The Authors use a zero-inflation negative binomial model to measure the relationship between each variable and the number of visits through the incidence ratio (IRR). In addition, the authors use a generalised linear model (GLM) with log-link and gamma distribution to estimate incremental medical costs.

The authors suggest that depressive symptoms are significantly associated with higher healthcare utilisation and expenditure among CLD patients. Based on the average economic loss of CLD patients of CNY 8,375.2 (USD 1,267.0), the additional medical costs caused by depressive symptoms increase by 20.0 % in lower CLD patients and 69.2 % in higher CLD patients.

 

Comments

The authors illustrate an interesting research on utilisation and additional medical expenditure related to depressive symptoms in middle-aged and elderly persons with CLD in China.

Overall, the research methodology is well structured, but it is sometimes difficult to link the analyses illustrated in the main text to the data presented in Tables 1-3. Consequently, the authors are invited to better articulate sections 2 and 3 by adding methodological content. 

In particular:

- The P-values reported in the last column of Table 1 seem to refer to the chi-square test introduced in row 143. Since it is not stated what is being tested, the Authors are invited to expand on lines 142 and 143 by mentioning the null hypothesis of the test (which is in any case a standard test), or at least a reference; in particular, it is not clear whether the test considers non-co-MCDs vs (lower + higher co-MCDs) or something else;

- the three percentages in lines 160-163 seem to be associated with the data shown in the first row of Table 1 (N). Authors may add a reference in the main text (e.g. see Table 1) or at least a footnote;

- even if it is a standard statistic, authors are invited to explain in the main text how they calculated the IRR (medical visits on patients with characteristic X/medical visits on patients without characteristic X, usually the reference group is indicated in brackets).
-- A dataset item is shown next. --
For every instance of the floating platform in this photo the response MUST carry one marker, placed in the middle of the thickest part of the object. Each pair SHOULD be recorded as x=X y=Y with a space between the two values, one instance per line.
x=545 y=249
- The authors are invited to add in the main text the equations of the regression models they estimated to obtain the output shown in Table 3.

 

Minor Comments

Authors are invited to clarify the concept of "hukou" (line 140) at least in a footnote

The article is well-written, but some propositions are not well-structured. Consequently, I suggest to send the manuscript for (a light) proofreading.

Example1: Previous studies have proved depressive symptoms can affect the treatment and exacerbations of CLDs patients [42, 43]. But limited information is available on the medical economic burden effects of depressive symptoms in CLDs patients, particularly its differences in urban and rural status.

Why the dot after "patients"? A comma would be more appropriate, or "however" could be used instead of "but".

 

Example 2: In order to observe the disparity of economic burden effects of different depression degrees among CLDs patients, our study divided depressive symptoms into two levels, defined as mild to moderate depressive symptoms (with a score of 10≤X 110 ≤20) and severe depressive symptoms (with a score of 21≤X≤30). Corresponding lower co-morbid CLDs and depressive symptoms patients (co-MCDs patients) and higher co-MCDs patients.

Why the dot after "symptoms"? It may be more appropriate to sustitute the dot with a comma, and then rephrase as "identifying a group of lower... and a group of ...."

 

 

 

 

 

 

 

 

 

 

 

 

 

 

Author Response

Thanks very much for taking your time to review this manuscript. I really appreciate all your comments and suggestions! Please see the attachment to view my itemized response.